Sorti en 1979, le tube “Rapper’s Delight” du groupe Sugarhill Gang est resté dans l’histoire de la culture comme le premier tube de rap, permettant au monde entier de découvrir un genre nouveau. Surtout, il a permis de graver dans le vinyle cette musique née dans les « block parties » du quartier new-yorkais du Bronx.

À l’époque, le hip-hop est une culture balbutiante dont le rap est l’expression musicale et qui tourne autour de quatre éléments : la danse, le graffiti, le « MCing » (la manière de rapper) et le « DJing » (la maîtrise des platines).
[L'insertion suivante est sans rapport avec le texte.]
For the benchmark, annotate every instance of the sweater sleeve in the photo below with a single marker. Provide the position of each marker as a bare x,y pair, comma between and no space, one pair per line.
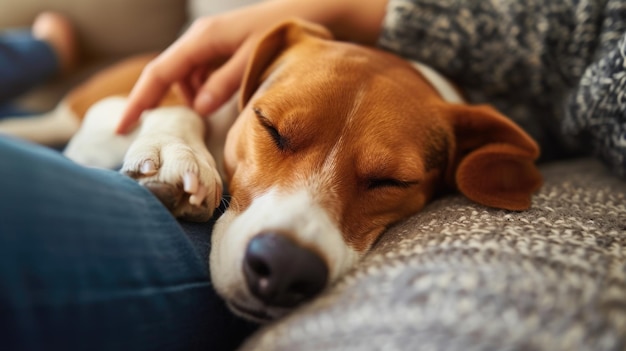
526,57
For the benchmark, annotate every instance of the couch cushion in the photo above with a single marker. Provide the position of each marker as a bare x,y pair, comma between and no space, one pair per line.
459,276
107,27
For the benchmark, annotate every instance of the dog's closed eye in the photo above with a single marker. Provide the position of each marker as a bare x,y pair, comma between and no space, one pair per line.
282,143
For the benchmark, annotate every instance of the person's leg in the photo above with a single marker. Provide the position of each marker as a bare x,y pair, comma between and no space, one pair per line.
90,260
30,57
24,63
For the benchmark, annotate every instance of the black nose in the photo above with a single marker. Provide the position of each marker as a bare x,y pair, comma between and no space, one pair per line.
281,273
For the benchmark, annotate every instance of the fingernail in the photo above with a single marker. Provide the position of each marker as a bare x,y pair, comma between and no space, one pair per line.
204,102
148,167
190,182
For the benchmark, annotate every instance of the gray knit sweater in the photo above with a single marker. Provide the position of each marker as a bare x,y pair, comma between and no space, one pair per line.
556,67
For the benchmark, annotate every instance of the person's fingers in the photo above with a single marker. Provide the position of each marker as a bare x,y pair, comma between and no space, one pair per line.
190,51
223,82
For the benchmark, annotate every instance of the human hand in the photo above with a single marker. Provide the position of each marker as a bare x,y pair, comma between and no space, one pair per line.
208,61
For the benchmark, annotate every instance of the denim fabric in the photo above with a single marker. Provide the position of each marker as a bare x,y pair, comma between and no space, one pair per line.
24,63
90,260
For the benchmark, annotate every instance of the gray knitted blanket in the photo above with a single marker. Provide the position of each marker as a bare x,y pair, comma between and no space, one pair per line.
459,276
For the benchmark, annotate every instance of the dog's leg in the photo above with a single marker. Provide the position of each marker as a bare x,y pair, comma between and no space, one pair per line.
96,144
171,159
54,128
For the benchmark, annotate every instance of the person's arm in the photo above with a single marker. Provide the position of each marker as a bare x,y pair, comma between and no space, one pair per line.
208,61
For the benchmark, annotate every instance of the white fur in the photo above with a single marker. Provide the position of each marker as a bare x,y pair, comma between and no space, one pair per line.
96,144
297,213
443,86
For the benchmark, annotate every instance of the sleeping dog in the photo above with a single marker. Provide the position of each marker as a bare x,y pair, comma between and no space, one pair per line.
330,144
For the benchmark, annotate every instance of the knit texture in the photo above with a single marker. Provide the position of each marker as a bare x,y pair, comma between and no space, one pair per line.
554,67
460,276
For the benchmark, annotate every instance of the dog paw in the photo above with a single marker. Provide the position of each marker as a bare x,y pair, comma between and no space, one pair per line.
184,179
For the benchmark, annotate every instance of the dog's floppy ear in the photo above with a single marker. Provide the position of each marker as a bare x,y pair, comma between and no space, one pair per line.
271,45
493,161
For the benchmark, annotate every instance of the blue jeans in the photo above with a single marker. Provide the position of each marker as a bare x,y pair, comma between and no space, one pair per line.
90,260
25,62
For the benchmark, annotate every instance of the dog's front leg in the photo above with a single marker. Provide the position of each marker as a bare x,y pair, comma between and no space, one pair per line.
171,159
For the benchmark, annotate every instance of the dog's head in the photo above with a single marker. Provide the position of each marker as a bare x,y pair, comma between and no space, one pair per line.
336,142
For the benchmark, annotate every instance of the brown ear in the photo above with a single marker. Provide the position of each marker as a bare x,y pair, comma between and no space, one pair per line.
493,163
271,45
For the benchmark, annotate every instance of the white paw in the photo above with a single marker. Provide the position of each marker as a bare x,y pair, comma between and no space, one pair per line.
183,178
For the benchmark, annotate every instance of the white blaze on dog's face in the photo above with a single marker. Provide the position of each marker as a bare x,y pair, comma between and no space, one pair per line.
336,142
312,158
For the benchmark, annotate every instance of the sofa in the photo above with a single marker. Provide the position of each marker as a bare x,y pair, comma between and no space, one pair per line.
456,276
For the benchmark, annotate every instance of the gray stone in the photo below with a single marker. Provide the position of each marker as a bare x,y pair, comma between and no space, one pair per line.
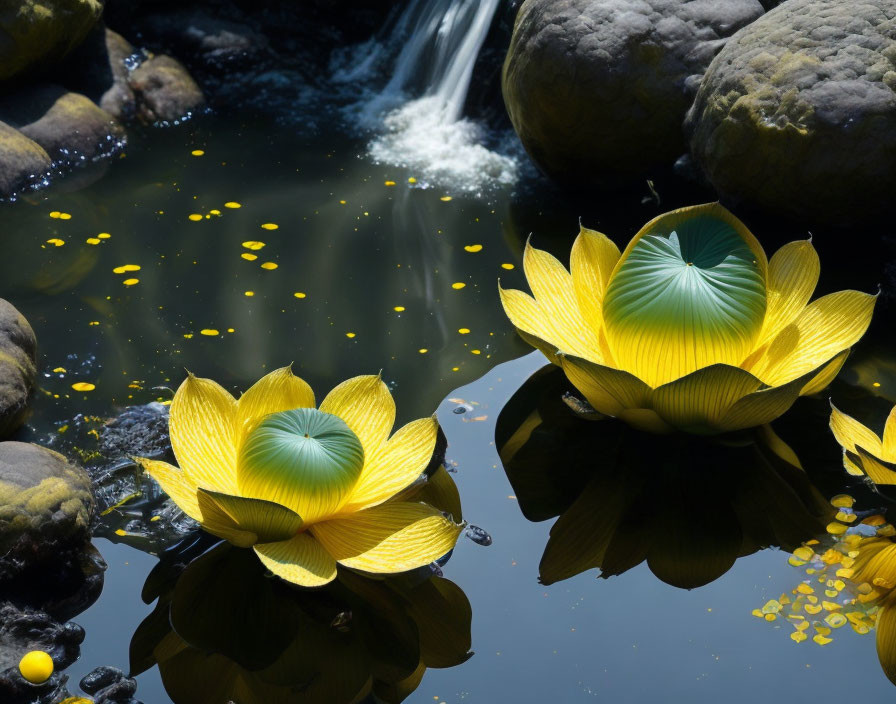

Pour enregistrer “Rapper’s Delight”, Sugarhill Gang se permet de reprendre la célèbre ligne de basse de “Good Times”, le tube du groupe de disco Chic, également utilisée en 1980 par Queen dans “Another One Bites the Dust”.

Avoir enregistré en studio est la chose la plus intelligente qu’on pouvait faire pour le hip-hop », se remémore pour l’AFP Master Gee, l’un des trois rappeurs de Sugarhill Gang, âgé aujourd’hui de 57 ans. Commercialement, on était les premiers. C’est comme si on avait marché sur la Lune. »

Le morceau s’est vendu à des millions d’exemplaires à travers le monde et a même eu l’honneur d’être introduit en 2011 à la très prestigieuse Bibliothèque du Congrès à Washington.